Tommy Kha, heepshead II, Los Angeles, 2018.
“If there’s pathos there also has to be humour in order to understand basic human experiences,” says Memphis-born and New York-based photographer Tommy Kha on the themes at play in his work. This tragicomic dynamic, with its roots in Greek drama, is present in much of the Yale-educated photographer’s work to date. His photographs, which deal with themes related to family, trauma, intimacy and representation, are closely connected to his family’s immigrant status (his family are originally from China; his mother was born in Saigon), and work as an artistic practice because this playfulness more often than not operates as a segway into dark or melancholic ideas.
This tension between sadness and comedy can be seen in his ongoing series Return to Sender (2010–), which was exhibited last autumn at New York’s LMAKgallery. The photographs show Kha being kissed by a string of strangers (over 140 at the time of publication), and draw forth a stream of ideas all tied to the act of kissing, including desire, visibility, intimacy and vulnerability. “The idea of kissing is a very defined image – it is a specific image in one’s mind. I guess I really challenged myself. Having other people kiss me, and then having them see the series altogether and how differently people kissed me, motivated me to keep going,” says Kha. The series is strange and stoic, beautiful and sad, lonely and funny, all at once. Through the humble act of the kiss and the accompanying hand and body gestures of Kha’s collaborators, the individual’s relationship with intimacy and desire are exposed; all the while Kha is blank and cooly receptive to their tender touches, dramatic grasps and passionate squeezes.
Left: Boyz, Williamsburg, 2018. Right: Prince, Midtown Memphis, 2018.

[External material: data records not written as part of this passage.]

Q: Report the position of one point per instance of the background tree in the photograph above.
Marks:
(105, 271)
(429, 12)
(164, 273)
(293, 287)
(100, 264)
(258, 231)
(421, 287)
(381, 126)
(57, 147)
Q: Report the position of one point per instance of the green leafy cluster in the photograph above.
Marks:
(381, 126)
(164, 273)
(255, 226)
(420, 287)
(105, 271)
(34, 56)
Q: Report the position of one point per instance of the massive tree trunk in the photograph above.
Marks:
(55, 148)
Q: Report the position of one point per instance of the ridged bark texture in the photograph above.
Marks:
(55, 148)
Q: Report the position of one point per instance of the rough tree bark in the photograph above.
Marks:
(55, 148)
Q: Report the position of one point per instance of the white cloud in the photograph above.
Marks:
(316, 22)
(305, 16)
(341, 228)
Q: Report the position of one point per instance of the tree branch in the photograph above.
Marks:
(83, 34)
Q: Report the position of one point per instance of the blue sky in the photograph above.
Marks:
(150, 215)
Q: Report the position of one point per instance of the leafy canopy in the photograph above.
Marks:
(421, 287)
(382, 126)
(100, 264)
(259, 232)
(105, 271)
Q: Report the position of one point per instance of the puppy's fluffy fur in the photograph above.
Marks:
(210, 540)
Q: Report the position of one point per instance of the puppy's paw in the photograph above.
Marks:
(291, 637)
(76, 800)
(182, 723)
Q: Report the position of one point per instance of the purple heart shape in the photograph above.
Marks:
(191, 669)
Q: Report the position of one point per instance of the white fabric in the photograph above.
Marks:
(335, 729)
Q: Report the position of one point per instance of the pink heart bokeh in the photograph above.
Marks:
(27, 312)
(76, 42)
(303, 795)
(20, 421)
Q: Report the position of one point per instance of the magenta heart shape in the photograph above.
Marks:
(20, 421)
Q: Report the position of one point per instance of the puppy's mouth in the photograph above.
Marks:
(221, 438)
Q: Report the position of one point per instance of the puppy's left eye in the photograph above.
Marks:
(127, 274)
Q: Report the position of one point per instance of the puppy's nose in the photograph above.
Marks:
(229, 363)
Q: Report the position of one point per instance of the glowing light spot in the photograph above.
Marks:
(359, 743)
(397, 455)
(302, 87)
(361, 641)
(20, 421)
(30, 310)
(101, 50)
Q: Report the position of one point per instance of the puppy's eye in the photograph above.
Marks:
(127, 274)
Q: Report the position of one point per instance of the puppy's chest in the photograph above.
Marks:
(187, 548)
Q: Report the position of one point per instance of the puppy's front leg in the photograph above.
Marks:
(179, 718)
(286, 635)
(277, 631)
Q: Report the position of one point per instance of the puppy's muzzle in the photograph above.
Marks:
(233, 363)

"The idea of kissing is a very defined image – it is a specific image in one’s mind."
“I didn’t want to react in the images because I didn’t want desire placed on my body. I wanted the kisser to be in charge of how they want to look,” explains Kha, with regard to his intentionally detached demeanour in Return to Sender. In this way, both the kisser (the strangers) and the kissed (Kha) maintain their own sense of agency. This exercise in power and control is an ongoing issue within Kha’s work in general. While Return to Sender received some criticism for perpetuating Asian stereotypes – namely, that in Western cinema, Asian men are rarely given a chance to be romantic or sensual – Kha, acknowledging that these critics “weren’t wrong necessarily”, says for him it was “enough” to be the director, photographer and to continuously work on this series over a long period of time.
As a queer Asian man growing up in the American South, the representation of marginalised communities has always been at the front and centre of Kha’s work. “In America right now, the conversation is very much about expanding ‘the narrative’ so that people are creating these kind of stories with people who look like me or people of colour or queer people or everyone who has been marginalised or hasn’t been heard. It’s starting to change very slowly,” he says. As a child and adolescent, Kha remarks that he didn’t see many people who looked like him, which was isolating. Resultantly, a response to this lack of community and representation has understandably found its way into his work. His latest series, Facades (2019–), for example, involves the insertion of a cardboard cut-out of his own face positioned over other people’s bodies. “When I’m photographing my cut-out image, it’s a way to control the way I’m depicted,” he says.
Left: Exchange Place VI, Midtown Memphis, 2018. Right: Headtown 3, New York City, 2017.